These strictures led the force to adopt a standard practice that summer and fall that looks farcical in hindsight. After the teams in Mosul or Tikrit or Ramadi digested what little they could from the captured material, they filled emptied sandbags, burlap sacks, or clear plastic trash bags with these scooped-up piles of documents, CDs, computers, and cell phones and then sent them down to our base in Baghdad. Some bags started the trip with a yellow Post-it note on the outside explaining their origin; others didn’t. Detainees thought to be important made the trips with the bags.

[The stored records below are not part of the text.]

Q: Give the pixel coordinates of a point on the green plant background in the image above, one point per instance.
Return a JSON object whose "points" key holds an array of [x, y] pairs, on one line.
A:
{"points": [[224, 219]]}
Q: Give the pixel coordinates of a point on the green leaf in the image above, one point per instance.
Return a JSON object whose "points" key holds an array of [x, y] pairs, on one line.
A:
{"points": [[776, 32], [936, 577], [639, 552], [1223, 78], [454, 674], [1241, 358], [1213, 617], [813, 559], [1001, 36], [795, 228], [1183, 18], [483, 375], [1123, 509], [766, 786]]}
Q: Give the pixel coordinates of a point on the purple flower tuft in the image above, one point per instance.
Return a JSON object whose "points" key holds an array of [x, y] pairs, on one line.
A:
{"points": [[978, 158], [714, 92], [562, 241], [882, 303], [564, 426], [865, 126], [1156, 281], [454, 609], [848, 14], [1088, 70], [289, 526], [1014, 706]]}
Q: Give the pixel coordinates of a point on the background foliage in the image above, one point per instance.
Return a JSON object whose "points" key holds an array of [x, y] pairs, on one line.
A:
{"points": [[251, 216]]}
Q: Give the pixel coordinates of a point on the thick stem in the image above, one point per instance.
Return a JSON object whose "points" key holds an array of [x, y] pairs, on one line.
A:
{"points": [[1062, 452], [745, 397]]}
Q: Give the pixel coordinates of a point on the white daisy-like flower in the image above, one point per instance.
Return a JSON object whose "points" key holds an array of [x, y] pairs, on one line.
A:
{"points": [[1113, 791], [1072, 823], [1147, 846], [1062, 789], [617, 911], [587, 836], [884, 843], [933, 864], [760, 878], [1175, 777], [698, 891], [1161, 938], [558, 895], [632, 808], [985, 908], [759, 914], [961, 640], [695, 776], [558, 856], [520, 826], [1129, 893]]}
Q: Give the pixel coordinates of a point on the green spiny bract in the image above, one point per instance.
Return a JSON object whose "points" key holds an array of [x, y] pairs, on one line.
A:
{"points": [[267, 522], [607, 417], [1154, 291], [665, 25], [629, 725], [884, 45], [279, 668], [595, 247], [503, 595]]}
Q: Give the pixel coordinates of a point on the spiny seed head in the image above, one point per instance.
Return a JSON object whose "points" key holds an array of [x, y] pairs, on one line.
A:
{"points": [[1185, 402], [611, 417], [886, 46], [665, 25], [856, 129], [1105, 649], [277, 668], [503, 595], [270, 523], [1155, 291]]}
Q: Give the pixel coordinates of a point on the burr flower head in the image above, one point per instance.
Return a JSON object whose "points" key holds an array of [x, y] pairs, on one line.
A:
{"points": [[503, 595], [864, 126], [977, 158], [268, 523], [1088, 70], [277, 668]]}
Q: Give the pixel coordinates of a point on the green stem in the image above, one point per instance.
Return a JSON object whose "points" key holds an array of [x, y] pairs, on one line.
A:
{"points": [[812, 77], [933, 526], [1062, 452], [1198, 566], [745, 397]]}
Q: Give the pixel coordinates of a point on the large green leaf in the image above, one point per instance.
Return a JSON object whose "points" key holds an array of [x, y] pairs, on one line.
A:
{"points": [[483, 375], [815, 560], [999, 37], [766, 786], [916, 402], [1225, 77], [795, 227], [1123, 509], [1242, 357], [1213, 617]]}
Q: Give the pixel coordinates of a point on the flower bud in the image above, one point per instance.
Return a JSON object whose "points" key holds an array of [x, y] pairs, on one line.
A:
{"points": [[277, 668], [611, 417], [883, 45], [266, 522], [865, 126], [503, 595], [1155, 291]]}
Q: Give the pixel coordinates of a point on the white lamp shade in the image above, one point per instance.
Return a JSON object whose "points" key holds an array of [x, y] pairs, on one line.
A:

Fundamentally, the senders and receivers, in this case the forward team and its higher headquarters, had neither a shared picture of the enemy nor an ability to prosecute a common fight against it. This inspired territoriality and distrust. Outstations rarely saw the benefits of the raw intelligence they collected, which often disappeared into a black hole once they sent it up. Equally frustrated, the analysts on the receiving end often had little context for the bags’ contents or the detainee’s identity—even when the sticky notes didn’t fall off in transit. They had little indication of whether the hard drives or documents came from a mansion owned by an old Baathist or had been found underneath prayer rugs at a jihadi safe house.
When I inspected our intelligence-processing facility at BIAP later that month, I opened a door to a spare room to find it filled with piles of these plastic and burlap bags stuffed with captured material. They appeared unopened.
I returned to Baghdad that evening itching to put my thoughts down on a whiteboard and to hear what everyone else had observed. This is how I do my best thinking, and it was the first of many such collaborative sessions. Talking with Scott Miller, I drew an hourglass. The top triangular half represented a forward team, the bottom was the rear headquarters. They met at a narrow choke point, allowing for only a trickle of interaction between the two.
“Would removing this half affect the forward team?” I asked, putting my hand over the bottom triangle.
From what Scott had seen, he said it wouldn’t. The rear headquarters were not relevant to the forward teams, as each was fighting an independent campaign. At the very least, targeting a terrorist network was both tedious and violent; starving the teams of information, as we were in the fall of 2003, made the fight sluggish and excruciating. The hourglass diagram portrayed a simple defect in our force’s structure. I copied the sketch to a legal pad and left Iraq for Afghanistan with the rudiments of the vision that would drive TF 714’s change for the rest of my command.
* * *
On October 27, two days after we left Baghdad, Zarqawi’s group ushered in Ramadan with the latest in a line of its strategic bombings. That morning, an explosion outside the International Committee of the Red Cross (ICRC) building killed two of its staff and ten Iraqi bystanders. This was the latest in a pattern, although its significance was not then apparent. It began on August 7, when a bomb in a car parked outside the Jordanian embassy in Baghdad exploded, killing seventeen and wounding forty. Two weeks later, at 4:30 P.M. on August 19, a suicide bomber driving a KAMAZ flatbed truck laden with military-grade munitions breached the front gate at the United Nations headquarters in Iraq, detonated the cargo in front of the facade, and collapsed part of the three-story building. Among the twenty-two victims who died was Sergio Vieira de Mello, the head of the U.N. mission in Iraq and a famed expert in postwar reconstruction. The blast also killed Arthur Helton. I had known and liked Arthur from my year at the Council on Foreign Relations in 1999, when I was a colonel and he was the new director of its peace and conflict program. After a second bombing targeted the remnants of the mission on September 22, the U.N. withdrew all but a handful of its staff to Qatar. They wouldn’t return in force until late 2007.
Although it was unclear at the time, these attacks against humanitarian organizations proved to be part of Zarqawi’s incipient strategy to isolate the Americans and shape the battlefield. Zarqawi clearly hated the Jordanian government, so unalloyed vengeance may have been at play. He blamed the U.N. for giving Palestine “as a gift to the Jews so they can rape the land” and, according to one of the operatives responsible for the attacks, he sought revenge against Vieira de Mello for having helped dismantle an Islamic nation through his work during East Timor’s independence. But the real logic to the violence was less histrionic. With the U.N. and ICRC gone, Zarqawi eliminated two organizations that had the experience and niche capacity to help reconstruct Iraq. Perhaps more important, as the war became one of perceptions, by scaring away the U.N., the Red Cross, and other international organizations, Zarqawi ensured that Iraqis increasingly saw only American troops in the streets.